All those companies threatening to cut workers’ hours as a result of Obamacare are actually an exception to the rule, according to a recent survey from the Minneapolis Federal Reserve.
Nearly 90 percent of employers don’t plan to shift full-time workers to part-time status as a result of President Obama’s health care reform law, the study found. Obamacare requires that employers provide health care coverage for employees working full-time or face a penalty.
In the wake of the law, some health care experts worried that companies would shift some of their employees to part-time status -- or 30 hours per week or less -- in order to avoid covering them. Though the survey notes that businesses may change their mind once they realize the full effects of Obamacare, it seems companies cutting (or threatening to cut) workers’ hours are more outliers than the norm.
Still, some well-known employers claimed the law could affect their staffing. Papa John’s CEO John Schnatter said in November that "it’s common sense” for business owners to cut workers’ hours to avoid the health care requirement. Darden Restaurants, the parent company of Olive Garden and Red Lobster, tested a plan last year to hire more part-time workers in an aim to limit health care costs. The company ultimately abandoned the test, which was met with negative backlash.

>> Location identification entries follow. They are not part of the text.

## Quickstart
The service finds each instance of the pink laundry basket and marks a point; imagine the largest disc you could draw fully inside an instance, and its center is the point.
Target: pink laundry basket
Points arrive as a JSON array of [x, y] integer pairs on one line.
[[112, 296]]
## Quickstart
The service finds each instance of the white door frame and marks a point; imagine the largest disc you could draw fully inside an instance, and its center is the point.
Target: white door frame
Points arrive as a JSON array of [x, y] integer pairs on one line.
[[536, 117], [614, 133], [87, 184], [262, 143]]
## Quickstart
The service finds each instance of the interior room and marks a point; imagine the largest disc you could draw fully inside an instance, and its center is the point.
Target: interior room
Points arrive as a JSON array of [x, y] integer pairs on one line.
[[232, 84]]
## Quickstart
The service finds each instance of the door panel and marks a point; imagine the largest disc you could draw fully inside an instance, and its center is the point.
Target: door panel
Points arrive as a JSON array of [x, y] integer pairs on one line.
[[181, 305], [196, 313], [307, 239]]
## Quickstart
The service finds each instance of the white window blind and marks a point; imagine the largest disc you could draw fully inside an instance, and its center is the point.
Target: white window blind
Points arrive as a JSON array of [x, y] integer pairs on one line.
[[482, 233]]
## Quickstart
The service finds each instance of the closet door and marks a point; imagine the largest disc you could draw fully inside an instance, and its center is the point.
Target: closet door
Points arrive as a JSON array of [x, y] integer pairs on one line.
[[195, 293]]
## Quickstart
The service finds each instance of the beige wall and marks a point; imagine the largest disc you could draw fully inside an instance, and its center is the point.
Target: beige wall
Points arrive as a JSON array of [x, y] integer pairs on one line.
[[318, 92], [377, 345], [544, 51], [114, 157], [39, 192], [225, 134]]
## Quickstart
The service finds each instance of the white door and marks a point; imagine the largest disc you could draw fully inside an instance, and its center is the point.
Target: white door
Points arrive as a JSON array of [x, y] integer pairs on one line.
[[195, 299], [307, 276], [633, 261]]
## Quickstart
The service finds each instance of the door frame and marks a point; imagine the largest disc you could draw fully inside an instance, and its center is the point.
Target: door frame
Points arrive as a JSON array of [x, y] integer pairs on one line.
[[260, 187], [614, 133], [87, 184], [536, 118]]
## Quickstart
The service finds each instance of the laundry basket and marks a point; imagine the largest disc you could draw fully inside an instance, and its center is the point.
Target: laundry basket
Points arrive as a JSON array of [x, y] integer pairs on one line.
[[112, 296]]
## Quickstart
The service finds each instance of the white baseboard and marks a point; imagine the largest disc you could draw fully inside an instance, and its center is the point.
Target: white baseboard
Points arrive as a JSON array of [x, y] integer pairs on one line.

But some companies went even further. The owner of several Wendy’s franchises said in January that he planned to cut hundreds of workers' schedules to 28 hours per week in an aim to sidestep the health care coverage requirement. An employee of an Oklahoma Taco Bell said in January that the franchise cut her hours because of Obamacare.
Dunkin’ Donuts is reportedly looking for another way to get around the requirement: Simply by changing it. The company is lobbying to change the definition of full-time to employees working 40 hours per week or more, the Financial Times reported last month.